If you want to start talking about the assault by coal companies on workers' rights, you need to analyze their whole business model, and that means the very act of extracting coal itself. Coal is not a renewable resource, and in many parts of the industrialized world the easy or clean ways of extracting it have run out. For the retired union miners I worked with this summer in West Virginia, "sustainability" is about providing permanent jobs for workers as well as reducing our impact on the environment. Many of them have been reluctant to work with some of the larger environmental organizations like Greenpeace or the Sierra Club, fearing (perhaps with good reason) that the big NGOs do not always have the interests of workers at heart. But at a grassroots level, union members and environmentalists have been doing a lot of talking to each other in the US. As a result, the environmental movement there has gained momentum from the Occupy protests.




Climate Justice in the UK


Here in the UK, things are a bit different. Many of the veterans from the global justice and climate movement have participated in the student, anticuts and occupy movements, but we have not seen their participation translate into action on climate change. After years of denouncing capitalism through environmental action, we were presented with a new political climate where we no longer needed to explain that the economic status quo is unsustainable. All of a sudden, anti-capitalism wasn't as radical as it had been at the past, and it made (and still makes) sense to take a more direct approach in targeting the power structures that support capitalism. Viewing climate change as a product of capitalism meant that it was OK to put climate on the back burner for a while and try something new.

Having said all this, I don't want to imply that the veterans of the climate movement were directing the evolution of the anticuts movement. In reality, the new generation of activists has little interest in climate justice at all. Yes, there's acknowledgement that climate change is happening and something needs to be done by it, but by somebody else. Meanwhile, if you type #cop17 into twitter right now, the results are often separated by hours, not seconds (as it was during the Copenhagen summit in 2009). I bet many people reading this don't even know that there's an important UN climate summit going on in South Africa.

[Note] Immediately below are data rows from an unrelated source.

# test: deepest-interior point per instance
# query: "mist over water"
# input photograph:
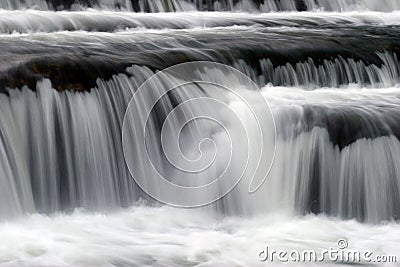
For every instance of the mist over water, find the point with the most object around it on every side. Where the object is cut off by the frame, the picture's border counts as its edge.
(76, 76)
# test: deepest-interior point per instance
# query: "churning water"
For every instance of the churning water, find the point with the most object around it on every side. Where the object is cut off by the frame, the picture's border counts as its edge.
(322, 81)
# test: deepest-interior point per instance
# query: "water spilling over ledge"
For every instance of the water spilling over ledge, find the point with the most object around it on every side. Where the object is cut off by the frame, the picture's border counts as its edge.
(72, 75)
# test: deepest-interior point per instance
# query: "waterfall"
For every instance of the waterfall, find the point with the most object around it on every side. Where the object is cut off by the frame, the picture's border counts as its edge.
(63, 150)
(210, 5)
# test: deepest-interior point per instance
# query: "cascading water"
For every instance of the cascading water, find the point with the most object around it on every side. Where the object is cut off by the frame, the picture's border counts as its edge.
(296, 114)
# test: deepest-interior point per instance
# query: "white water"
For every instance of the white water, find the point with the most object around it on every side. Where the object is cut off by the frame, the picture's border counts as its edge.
(144, 236)
(215, 5)
(337, 134)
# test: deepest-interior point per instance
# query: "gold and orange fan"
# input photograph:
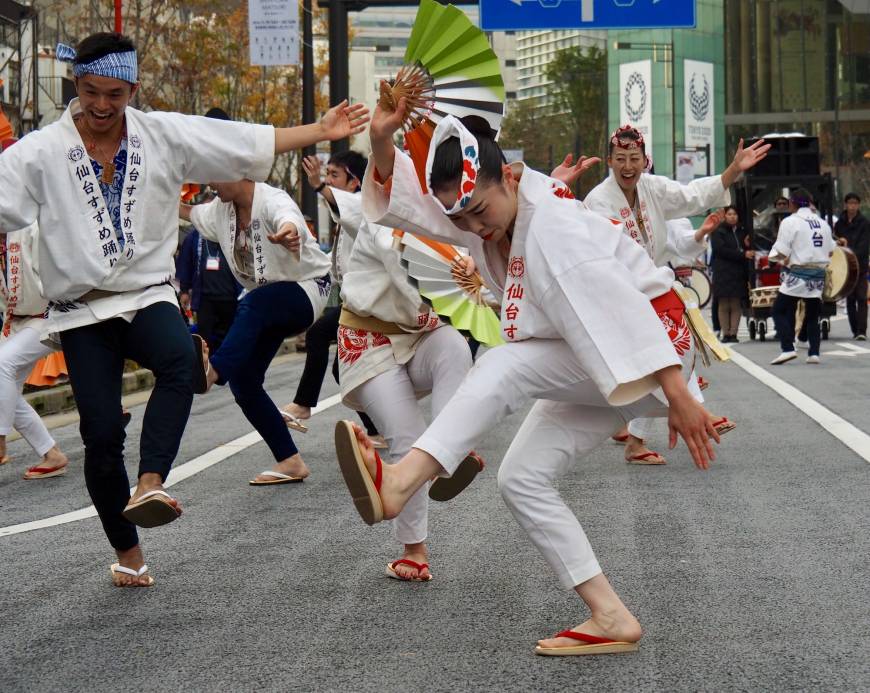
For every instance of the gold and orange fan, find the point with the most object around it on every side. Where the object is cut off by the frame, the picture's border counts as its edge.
(459, 299)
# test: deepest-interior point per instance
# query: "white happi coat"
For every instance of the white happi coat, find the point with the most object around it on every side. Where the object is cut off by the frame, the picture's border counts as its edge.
(47, 177)
(254, 260)
(21, 298)
(660, 199)
(349, 218)
(376, 285)
(805, 239)
(557, 245)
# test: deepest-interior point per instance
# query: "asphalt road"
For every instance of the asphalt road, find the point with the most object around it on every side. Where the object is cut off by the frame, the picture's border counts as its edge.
(752, 576)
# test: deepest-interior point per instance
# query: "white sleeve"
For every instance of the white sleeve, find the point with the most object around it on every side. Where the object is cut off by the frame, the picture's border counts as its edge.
(281, 209)
(209, 150)
(204, 219)
(681, 239)
(617, 336)
(406, 207)
(18, 205)
(349, 215)
(678, 200)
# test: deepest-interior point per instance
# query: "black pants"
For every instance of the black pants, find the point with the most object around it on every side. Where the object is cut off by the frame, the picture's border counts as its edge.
(856, 306)
(214, 318)
(784, 318)
(157, 339)
(317, 340)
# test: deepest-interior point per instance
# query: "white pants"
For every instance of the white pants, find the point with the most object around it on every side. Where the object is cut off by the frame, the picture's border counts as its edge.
(571, 420)
(18, 354)
(439, 364)
(641, 428)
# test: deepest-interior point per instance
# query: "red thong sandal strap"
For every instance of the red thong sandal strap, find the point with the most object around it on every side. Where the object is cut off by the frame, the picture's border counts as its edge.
(591, 639)
(419, 567)
(379, 473)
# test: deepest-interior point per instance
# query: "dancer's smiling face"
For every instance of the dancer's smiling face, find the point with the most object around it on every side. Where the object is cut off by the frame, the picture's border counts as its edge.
(103, 101)
(492, 210)
(627, 166)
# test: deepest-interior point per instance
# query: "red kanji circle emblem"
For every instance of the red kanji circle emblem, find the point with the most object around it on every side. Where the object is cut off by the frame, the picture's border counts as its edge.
(517, 267)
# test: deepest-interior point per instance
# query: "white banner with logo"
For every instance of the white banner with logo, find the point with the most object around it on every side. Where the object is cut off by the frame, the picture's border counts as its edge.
(273, 28)
(699, 107)
(635, 97)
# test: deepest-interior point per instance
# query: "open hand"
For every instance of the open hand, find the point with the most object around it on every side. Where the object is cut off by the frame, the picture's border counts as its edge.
(745, 159)
(386, 123)
(570, 174)
(344, 120)
(311, 166)
(688, 419)
(711, 223)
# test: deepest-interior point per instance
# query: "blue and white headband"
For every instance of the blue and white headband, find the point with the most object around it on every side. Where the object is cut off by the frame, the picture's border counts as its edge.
(123, 66)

And here's the danger in this lack of interest: we forget that in this country, the working class is still far better off than their counterparts in the Global South, especially those in countries like Bangladesh and the Philippines, which are highly vulnerable to climate change and likely to produce millions of refugees in the coming years. And if you're just solely focused on "workers' rights" - as important as they are - you risk overlooking that the industries that workers earn their livelihoods from can have a very damaging effect on vulnerable people. A good example of this would be to look at the thousands of white Canadians who have migrated to work for the oil industry in Alberta and compare their experience to that of the First Nations people who are adversely affected by it. Like the anti-MTR movement in Appalachia has done, we need to look at both and to try and create a more just society by bringing the two into harmony. Surely it isn't too much to ask for a world where people can support their families in a way that sustains the health of the people on this planet and the creatures living on it (if we are the 99%, what are they?).

There's more to "solidarity" than liking a link on somebody's Facebook wall or spending a few hours writing a blog post to try and enforce your views on others (guilty!!). Workers' rights are important (I'm consistently impressed by the London Living Wage campaign), but then again, so is the planet. It is possible to become an advocate for both.